Author Archives: Kaolee Yang

Decoding Pop Charts

For the first example, I chose a pie chart that showed daily phone activities for smartphone owners. The breakdown of the activities are provided below in Figure 1.

Figure 1.

Although this pie chart is visually appealing and shows us the overall distribution of smartphone owners’ time usage, it’s hard to identify patterns quickly. In Figure 2. below, I constructed a dot plot where phone activities were plotted against percentage in an increasing order.

Figure 2.

I believe that the dot plot is an improvement to the pie chart. The dot plot allows us to decode the information above and see patterns that we wouldn’t before. We can easily identify each point and match it to its percentage and phone activity.  For instance, we can quickly observe that Games and Other have the smallest percentage. Following the trend from left to right, we can say with confidence that Talk is the phone activity with the largest percentage. This method of table look-up is far more efficient that trying to mentally order the pie slices from lowest to highest percentage.

For the second example of this assignment, I chose a divided bar chart. The divided bar chart shows the number of people of color (POC) in Congress from 2001 to 2017 (9 Congress terms). The people of color are classified by race and ethnicity. They include black, Hispanic, Asian and Native Americans. The divided bar chart is shown below.

Figure 3.

This graph is a good example of a divided bar chart but again, it’s hard to quickly note any patterns. In Figure 4., I constructed a multiway dot plot. The multiway dot plot was classified by race and ethnicity.

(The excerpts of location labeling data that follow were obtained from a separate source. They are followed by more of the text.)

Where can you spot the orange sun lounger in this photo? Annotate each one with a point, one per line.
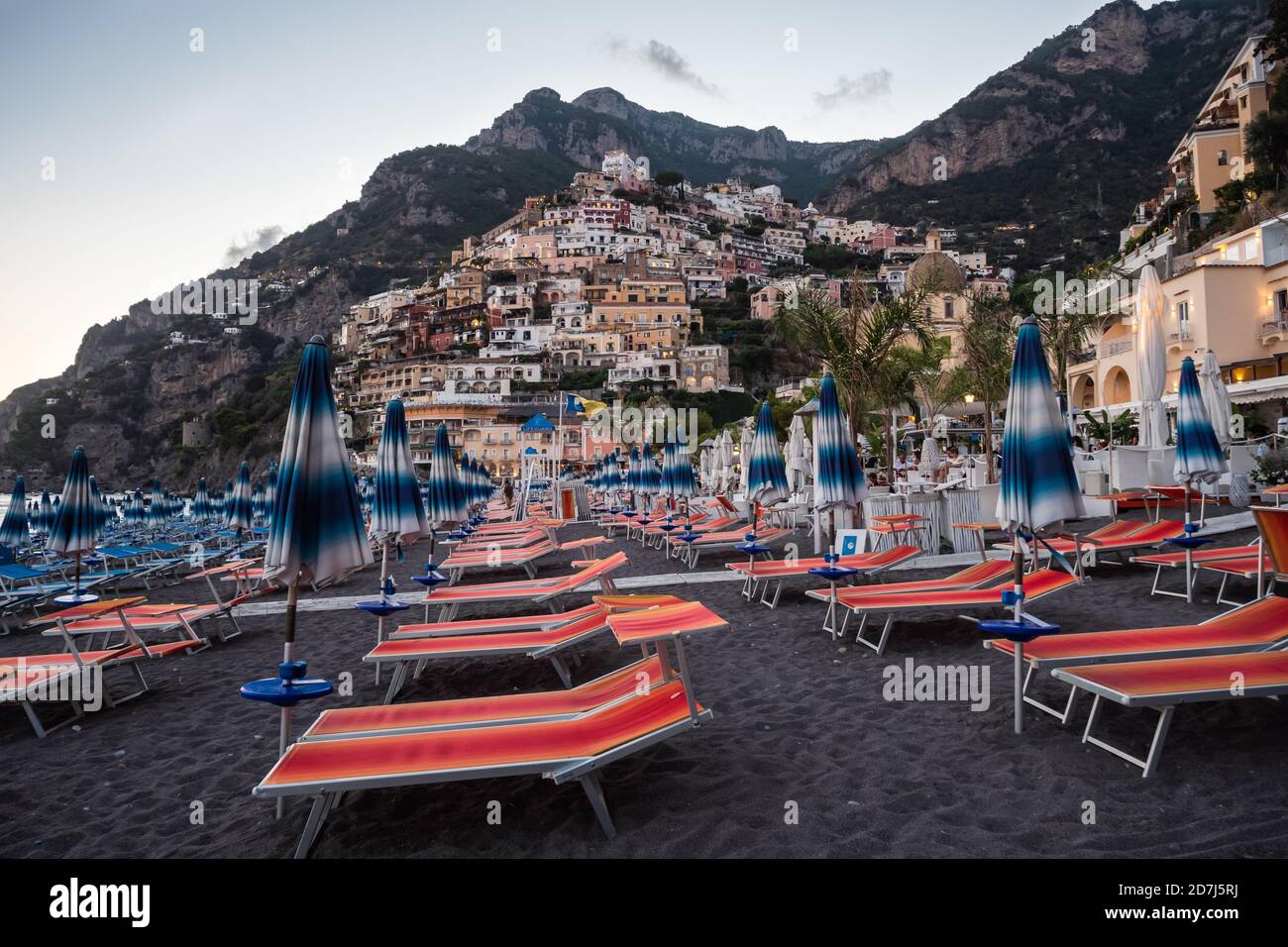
(1254, 626)
(893, 604)
(1124, 540)
(1171, 561)
(774, 573)
(1163, 685)
(561, 750)
(27, 680)
(404, 650)
(540, 590)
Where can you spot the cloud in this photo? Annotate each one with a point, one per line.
(665, 60)
(850, 91)
(252, 243)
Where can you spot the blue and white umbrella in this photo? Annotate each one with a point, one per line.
(240, 512)
(201, 508)
(13, 530)
(317, 531)
(397, 513)
(134, 512)
(446, 497)
(76, 525)
(270, 491)
(46, 518)
(838, 480)
(1038, 486)
(1199, 458)
(156, 505)
(652, 474)
(767, 478)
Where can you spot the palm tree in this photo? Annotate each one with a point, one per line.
(857, 343)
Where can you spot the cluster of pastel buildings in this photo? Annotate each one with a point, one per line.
(1224, 291)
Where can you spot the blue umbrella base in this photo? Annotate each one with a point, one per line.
(82, 598)
(381, 607)
(287, 689)
(1017, 630)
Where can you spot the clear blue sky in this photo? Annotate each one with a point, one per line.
(165, 159)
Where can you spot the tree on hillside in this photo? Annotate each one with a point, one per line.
(857, 343)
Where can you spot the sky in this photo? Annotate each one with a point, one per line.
(149, 142)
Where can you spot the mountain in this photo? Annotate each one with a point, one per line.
(1068, 137)
(603, 119)
(1072, 136)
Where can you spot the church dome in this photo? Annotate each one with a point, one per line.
(935, 272)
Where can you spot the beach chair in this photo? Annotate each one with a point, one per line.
(1090, 548)
(730, 540)
(561, 750)
(893, 603)
(132, 622)
(1172, 561)
(774, 573)
(1162, 685)
(426, 716)
(539, 590)
(413, 646)
(1258, 625)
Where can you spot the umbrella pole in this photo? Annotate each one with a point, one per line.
(380, 621)
(292, 599)
(1019, 646)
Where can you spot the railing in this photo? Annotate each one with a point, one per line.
(1108, 350)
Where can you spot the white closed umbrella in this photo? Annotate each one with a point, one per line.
(798, 462)
(1216, 398)
(745, 454)
(1150, 360)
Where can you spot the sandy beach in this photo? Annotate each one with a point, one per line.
(800, 725)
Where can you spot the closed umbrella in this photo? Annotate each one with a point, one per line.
(748, 428)
(13, 530)
(397, 512)
(1150, 360)
(1199, 458)
(798, 460)
(46, 521)
(270, 491)
(1038, 486)
(257, 502)
(1216, 398)
(201, 509)
(652, 475)
(446, 499)
(838, 480)
(156, 505)
(317, 532)
(241, 512)
(726, 475)
(767, 474)
(76, 525)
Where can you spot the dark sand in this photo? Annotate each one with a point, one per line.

Again, I believe that the multiway dot plot is an improvement of the divided bar chart. In Figure 4., it becomes really obvious whether there is a pattern or not. For the most part, we can easily see that racial and ethnic diversity is growing in Congress. The only panel that doesn’t support this claim is the bottom right panel for Native Americans. For Native Americans, we see that they are still largely underrepresented in Congress. The number of Native Americans in Congress has been wavering between one and two for the last 17 years. Additionally, I believe that this multiway dot plot is an improvement because we can easily decode the information by table look-up. If the numbers were not on the divided bar chart, there would be no way of knowing how many people are represented by each chunk of color. However, the multiway dot plot allows us to navigate back and forth between the point and its corresponding year and number.

 

Multivariate Data

In this week’s blog assignment, I examined the relationship between calories, potassium and fibre using three different tools. They include a scatterplot matrix, coplot and spinning scatterplot.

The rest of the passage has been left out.